Après la commémoration du centenaire de la conquête française en Algérie, les réactions des Algériens ne se sont pas fait attendre. D’abord, les campagnes de boycott, ensuite la résistance anticoloniale par les partis politiques et les associations.
Comme au mois de mai 1931 au club Ettaraki d’Alger, où un groupe d’intellectuels et savants musulmans crée l’Association des Oulémas musulmans algériens (AOMA), dont la figure de proue n’était autre que le chef de file du mouvement réformiste, cheikh Abdelhamid Benbadis (1889-1940), qui a été élu président de l’association.

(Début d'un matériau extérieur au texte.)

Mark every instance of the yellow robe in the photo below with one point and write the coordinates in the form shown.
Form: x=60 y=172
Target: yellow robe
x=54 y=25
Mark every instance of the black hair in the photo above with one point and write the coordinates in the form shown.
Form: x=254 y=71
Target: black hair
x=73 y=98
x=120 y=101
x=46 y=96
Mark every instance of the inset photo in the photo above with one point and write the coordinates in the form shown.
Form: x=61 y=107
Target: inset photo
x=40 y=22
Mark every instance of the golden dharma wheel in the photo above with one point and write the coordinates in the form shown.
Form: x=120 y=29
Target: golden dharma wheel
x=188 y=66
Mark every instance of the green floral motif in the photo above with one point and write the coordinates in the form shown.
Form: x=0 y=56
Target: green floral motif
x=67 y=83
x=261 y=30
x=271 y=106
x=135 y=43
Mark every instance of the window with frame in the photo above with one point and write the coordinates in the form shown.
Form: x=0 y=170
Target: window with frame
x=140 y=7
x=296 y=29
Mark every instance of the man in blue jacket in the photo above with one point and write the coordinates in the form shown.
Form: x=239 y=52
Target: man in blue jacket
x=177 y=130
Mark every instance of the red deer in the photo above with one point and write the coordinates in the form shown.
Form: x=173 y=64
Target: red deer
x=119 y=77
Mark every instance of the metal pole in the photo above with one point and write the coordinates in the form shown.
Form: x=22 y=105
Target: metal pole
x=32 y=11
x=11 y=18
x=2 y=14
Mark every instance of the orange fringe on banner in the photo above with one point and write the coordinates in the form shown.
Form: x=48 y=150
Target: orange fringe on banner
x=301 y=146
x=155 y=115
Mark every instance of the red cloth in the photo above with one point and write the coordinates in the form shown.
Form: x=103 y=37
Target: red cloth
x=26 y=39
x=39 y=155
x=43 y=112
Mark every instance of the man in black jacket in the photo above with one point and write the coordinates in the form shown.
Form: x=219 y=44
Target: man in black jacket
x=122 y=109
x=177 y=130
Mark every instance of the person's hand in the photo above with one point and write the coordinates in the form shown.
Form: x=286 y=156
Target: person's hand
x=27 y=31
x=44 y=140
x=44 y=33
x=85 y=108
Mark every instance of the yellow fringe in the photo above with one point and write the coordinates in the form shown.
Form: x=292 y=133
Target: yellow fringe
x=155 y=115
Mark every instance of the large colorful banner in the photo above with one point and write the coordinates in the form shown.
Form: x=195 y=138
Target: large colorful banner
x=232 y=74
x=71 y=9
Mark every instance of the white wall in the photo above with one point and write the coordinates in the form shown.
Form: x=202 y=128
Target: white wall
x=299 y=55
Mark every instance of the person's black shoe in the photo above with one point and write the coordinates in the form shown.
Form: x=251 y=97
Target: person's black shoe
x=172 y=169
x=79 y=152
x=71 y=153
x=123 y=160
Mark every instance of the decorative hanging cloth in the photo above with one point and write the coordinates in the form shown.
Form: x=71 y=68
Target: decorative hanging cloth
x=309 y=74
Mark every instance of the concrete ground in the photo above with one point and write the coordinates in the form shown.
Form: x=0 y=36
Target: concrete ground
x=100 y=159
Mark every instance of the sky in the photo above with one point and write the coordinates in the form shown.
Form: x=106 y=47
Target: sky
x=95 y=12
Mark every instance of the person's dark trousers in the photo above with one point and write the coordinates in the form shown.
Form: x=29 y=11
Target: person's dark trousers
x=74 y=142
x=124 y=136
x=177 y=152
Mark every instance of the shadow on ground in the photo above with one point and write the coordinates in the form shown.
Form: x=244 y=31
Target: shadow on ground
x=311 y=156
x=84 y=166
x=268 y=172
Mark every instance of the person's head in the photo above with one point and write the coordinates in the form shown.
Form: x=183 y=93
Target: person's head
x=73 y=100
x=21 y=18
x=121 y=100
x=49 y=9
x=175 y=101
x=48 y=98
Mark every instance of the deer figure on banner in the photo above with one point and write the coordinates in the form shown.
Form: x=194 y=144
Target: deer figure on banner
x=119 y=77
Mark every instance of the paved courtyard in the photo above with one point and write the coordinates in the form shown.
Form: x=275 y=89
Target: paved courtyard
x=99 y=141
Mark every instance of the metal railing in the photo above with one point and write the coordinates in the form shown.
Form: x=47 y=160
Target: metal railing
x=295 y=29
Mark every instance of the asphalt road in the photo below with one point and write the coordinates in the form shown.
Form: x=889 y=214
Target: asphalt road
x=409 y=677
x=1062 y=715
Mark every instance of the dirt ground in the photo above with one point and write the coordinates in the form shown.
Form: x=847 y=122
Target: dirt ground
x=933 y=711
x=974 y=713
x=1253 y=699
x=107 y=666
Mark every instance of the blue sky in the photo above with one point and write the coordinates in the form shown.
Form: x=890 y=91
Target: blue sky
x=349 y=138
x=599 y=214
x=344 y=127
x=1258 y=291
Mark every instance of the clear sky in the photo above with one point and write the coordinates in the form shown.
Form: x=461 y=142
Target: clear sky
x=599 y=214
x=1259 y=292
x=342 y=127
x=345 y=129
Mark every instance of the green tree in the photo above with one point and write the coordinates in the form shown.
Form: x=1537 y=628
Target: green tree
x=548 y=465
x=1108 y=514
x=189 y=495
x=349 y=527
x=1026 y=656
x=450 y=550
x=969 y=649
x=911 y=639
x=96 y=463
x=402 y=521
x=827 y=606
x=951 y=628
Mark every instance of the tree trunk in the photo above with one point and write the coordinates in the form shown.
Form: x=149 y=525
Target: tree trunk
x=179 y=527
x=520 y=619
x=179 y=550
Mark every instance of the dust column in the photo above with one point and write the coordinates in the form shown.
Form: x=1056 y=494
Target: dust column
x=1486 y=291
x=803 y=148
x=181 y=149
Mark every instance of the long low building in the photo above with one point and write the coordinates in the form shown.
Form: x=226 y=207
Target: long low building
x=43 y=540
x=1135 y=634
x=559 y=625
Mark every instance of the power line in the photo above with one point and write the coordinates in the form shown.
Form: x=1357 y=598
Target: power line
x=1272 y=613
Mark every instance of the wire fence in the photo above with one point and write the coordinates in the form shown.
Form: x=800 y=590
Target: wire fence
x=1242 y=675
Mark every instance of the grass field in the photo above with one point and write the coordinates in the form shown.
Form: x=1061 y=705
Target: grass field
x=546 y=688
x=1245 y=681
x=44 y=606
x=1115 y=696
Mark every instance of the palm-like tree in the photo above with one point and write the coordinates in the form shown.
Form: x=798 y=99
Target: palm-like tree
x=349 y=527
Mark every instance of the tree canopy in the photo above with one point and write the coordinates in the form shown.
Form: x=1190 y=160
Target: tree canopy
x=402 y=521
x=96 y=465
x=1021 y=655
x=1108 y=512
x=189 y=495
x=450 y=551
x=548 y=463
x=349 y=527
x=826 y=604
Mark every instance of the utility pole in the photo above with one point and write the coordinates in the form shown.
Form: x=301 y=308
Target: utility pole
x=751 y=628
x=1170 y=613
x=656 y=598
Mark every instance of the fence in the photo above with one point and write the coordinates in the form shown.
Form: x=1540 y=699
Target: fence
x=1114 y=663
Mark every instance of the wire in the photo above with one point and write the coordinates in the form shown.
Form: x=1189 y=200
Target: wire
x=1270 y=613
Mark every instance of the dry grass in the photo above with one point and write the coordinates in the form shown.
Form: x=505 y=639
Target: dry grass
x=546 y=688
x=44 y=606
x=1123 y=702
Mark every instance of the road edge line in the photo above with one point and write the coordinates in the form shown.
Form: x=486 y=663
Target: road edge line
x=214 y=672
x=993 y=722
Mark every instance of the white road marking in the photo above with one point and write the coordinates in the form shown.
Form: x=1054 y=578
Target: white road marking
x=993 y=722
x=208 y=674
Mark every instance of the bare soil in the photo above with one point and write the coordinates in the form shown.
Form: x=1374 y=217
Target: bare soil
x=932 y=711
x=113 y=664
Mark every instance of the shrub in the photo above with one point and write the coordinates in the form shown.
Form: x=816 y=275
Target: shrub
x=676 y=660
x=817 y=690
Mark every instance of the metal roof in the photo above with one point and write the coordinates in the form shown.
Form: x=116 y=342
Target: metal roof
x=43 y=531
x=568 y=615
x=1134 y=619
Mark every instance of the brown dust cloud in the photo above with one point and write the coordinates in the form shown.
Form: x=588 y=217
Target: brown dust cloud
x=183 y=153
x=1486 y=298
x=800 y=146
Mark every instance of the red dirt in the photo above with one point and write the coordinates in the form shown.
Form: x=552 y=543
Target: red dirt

Ce mouvement est à l´origine de la création de plusieurs associations et troupes théâtrales d´expression arabe. La majeure partie des associations comportent des dénominations ayant une fibre nationaliste telle que en 1932, An Nahda (la Renaissance) et El Hillel (Le croissant), en 1933, Mouhibi El Fen (Les amis de l’art), en 1937, Echabab El Feni (La jeunesse artistique), en 1938, El Hillel Ettamtili El Kassentini (Croissant artistique constantinois), El Badr (pleine lune), en 1940 Le Lever de l’aurore, en 1942, l’Étoile polaire, en 1951, El Amal (L’Espoir), dont la charge est fortement symbolique et porteuse de beaucoup d’espoir pour une révolution culturelle annoncée.
Une troupe pas comme les autres
Dans l’espoir d’avoir un jour leur indépendance, tout en pratiquant un théâtre engagé, des jeunes Constantinois se constituent en troupe théâtrale dirigée par un jeune nationaliste, membre de l’organisation secrète à Constantine nommé Hacène Bencheikh Lefgoun.
Il fonda sa propre troupe théâtrale au mois de juin 1951 avec les membres de la troupe le Lever de l’aurore et les élèves des Médersas Essalem et El Kettania. Désormais, le jeune Hacène annonce la couleur, en donnant à sa troupe le nom d’El Amal El Masrahi (l’Espoir théâtral). Son but est la représentation et la divulgation dans la ville et dans le département de Constantine des pièces théâtrales arabes et de la musique classique arabe.
La troupe se compose de Hacène Bencheikh Lefgoun (président), El Hadj Mokhnache (directeur artistique), L’Houas Belmili, Rabah Mérouani, Salah Rehailia, Salah Chaabani, Mohamed Salah Rahmouni et Ali Ghabouli. L’histoire fascinante de cette troupe commence dans les dédales des rues au pavé bien battu de la vieille ville, dans le centre historique d’Essouika, autrefois bastion de la Révolution. Pas loin de la Zaouia Taïbia.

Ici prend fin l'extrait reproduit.